This first stage of the work is focused on stakeholder engagement and conducting a high-level assessment of the city, including reviewing all available data and information on the technical aspects of local waste management, looking at collection rates, collection coverage, waste composition, recycling rates, existing waste facilities and informal collection. CCAP will then undertake an assessment of the current national policy framework for waste to develop a full analysis of the barriers and opportunities for project implementation at the city-level. This analysis will include looking at main national regulations on MSW management, policy priorities and existing strategies, support instruments available for municipal action, tariff structures, financing sources and other relevant information for improving system efficiency at the local level.
Based on this analysis of the local and national context, CCAP will identify and provide the municipality with a list of the most promising alternative waste treatment options for organic waste, including information on the related emissions reduction potential, the business case and the estimated implementation costs associated with each project.

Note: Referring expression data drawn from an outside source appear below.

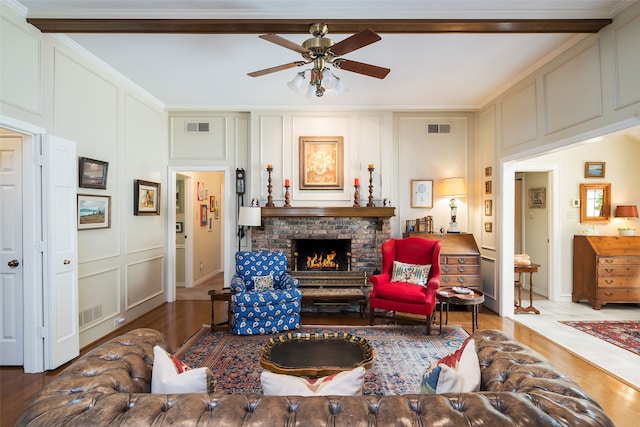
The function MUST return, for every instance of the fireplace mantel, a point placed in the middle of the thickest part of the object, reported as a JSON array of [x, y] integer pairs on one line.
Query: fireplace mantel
[[362, 212]]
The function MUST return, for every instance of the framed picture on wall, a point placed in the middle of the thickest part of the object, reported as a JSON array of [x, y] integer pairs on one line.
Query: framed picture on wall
[[93, 173], [94, 212], [203, 215], [594, 169], [321, 163], [421, 193], [146, 197]]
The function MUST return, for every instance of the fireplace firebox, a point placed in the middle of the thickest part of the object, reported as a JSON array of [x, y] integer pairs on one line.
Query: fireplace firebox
[[321, 254]]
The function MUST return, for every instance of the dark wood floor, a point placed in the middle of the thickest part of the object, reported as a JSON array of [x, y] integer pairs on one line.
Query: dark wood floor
[[179, 320]]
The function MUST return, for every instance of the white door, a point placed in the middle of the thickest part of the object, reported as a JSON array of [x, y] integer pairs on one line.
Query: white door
[[11, 277], [62, 338]]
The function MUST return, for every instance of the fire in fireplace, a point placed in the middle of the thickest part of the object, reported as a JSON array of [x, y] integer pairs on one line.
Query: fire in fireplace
[[321, 254]]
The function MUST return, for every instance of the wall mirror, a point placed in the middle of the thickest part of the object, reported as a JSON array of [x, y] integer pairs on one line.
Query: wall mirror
[[595, 202]]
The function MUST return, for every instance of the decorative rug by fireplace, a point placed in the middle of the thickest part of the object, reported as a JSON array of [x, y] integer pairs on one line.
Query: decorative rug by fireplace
[[402, 353], [624, 334]]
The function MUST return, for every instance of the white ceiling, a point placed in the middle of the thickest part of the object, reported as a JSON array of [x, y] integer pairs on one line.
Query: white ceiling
[[428, 71]]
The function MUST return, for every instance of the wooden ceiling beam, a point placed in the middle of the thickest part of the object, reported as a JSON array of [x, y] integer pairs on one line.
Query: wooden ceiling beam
[[300, 26]]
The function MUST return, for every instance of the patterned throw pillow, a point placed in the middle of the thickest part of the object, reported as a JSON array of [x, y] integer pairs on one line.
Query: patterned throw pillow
[[410, 273], [347, 383], [458, 372], [263, 283], [168, 378]]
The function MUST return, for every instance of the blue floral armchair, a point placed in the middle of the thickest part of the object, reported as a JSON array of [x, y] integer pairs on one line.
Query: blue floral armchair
[[266, 299]]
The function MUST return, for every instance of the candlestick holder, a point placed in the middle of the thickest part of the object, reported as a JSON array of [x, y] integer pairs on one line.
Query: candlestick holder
[[269, 188], [286, 196], [371, 204], [356, 196]]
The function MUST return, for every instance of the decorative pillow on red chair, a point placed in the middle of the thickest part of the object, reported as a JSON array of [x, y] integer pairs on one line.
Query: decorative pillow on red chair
[[410, 273], [458, 372]]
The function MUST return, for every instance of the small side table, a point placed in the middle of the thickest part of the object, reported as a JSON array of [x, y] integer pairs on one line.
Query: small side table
[[519, 270], [447, 296], [225, 296]]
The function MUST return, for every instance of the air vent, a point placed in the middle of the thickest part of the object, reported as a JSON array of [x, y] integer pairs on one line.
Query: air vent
[[438, 128], [197, 127]]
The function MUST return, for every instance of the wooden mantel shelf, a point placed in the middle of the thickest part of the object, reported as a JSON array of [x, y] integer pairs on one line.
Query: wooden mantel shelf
[[362, 212]]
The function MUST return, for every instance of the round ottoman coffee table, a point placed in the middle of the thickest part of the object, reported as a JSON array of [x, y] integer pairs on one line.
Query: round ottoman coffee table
[[315, 355]]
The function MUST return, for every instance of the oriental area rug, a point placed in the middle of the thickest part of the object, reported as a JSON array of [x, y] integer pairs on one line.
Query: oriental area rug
[[624, 334], [402, 354]]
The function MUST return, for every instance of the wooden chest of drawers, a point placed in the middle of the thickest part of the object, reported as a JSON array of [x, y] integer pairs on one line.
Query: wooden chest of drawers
[[606, 269], [459, 259]]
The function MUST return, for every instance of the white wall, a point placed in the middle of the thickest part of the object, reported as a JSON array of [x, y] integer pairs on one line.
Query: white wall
[[49, 82], [590, 90]]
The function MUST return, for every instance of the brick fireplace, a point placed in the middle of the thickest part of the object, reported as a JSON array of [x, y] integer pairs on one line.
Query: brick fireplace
[[365, 229]]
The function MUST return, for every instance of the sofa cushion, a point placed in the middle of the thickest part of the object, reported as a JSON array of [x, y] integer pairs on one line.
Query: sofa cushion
[[263, 283], [166, 378], [458, 372], [410, 273], [347, 383]]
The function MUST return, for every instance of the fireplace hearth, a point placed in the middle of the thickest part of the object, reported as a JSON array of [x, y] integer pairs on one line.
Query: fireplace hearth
[[321, 254]]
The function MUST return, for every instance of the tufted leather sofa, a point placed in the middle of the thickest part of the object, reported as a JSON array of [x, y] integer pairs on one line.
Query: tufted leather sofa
[[110, 386]]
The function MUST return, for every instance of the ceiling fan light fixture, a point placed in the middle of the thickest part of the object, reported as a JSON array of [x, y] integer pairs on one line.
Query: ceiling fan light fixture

Many more sustainable options exist. For example, rather than be transported to the landfill to decompose, organic waste can be treated to make compost and soil conditioning products, re-entering the productive economy and improving agricultural yields, while reducing the use of synthetic fertilizers. CCAP is already in conversations with local markets and other large organic waste producers interested in provisioning the organic waste, and with local organizations interested in purchasing the compost produced. Rather than purchasing industrial compost that has been processed abroad and sometimes transported thousands of miles, Ecuadorians could soon be able to purchase local compost derived from their own food, closing the loop to a circular economy.
Another interesting option is for Quito to develop its first anaerobic digestion plant that would collect separated organic waste to produce biogas. Biogas can then be treated and used directly as a fuel, replacing fossil fuels. Depending on different factors, the biogas could be used to run a generator, selling electricity back to the local grid. Or, it could be used in transportation as a vehicular fuel, potentially powering a pilot fleet of green garbage trucks, deployed to collect separated organic waste while raising awareness about its value within the community.
Quito’s Secretary of Environment is fully engaged, and the opportunities, both for Quito and other cities that could follow a similar model, are exciting. With the replication of projects such as this, organic waste could start to be seen as a valuable resource, changing the way municipal solid waste is handled and perceived in Latin America, creating new jobs and reducing emissions in the process.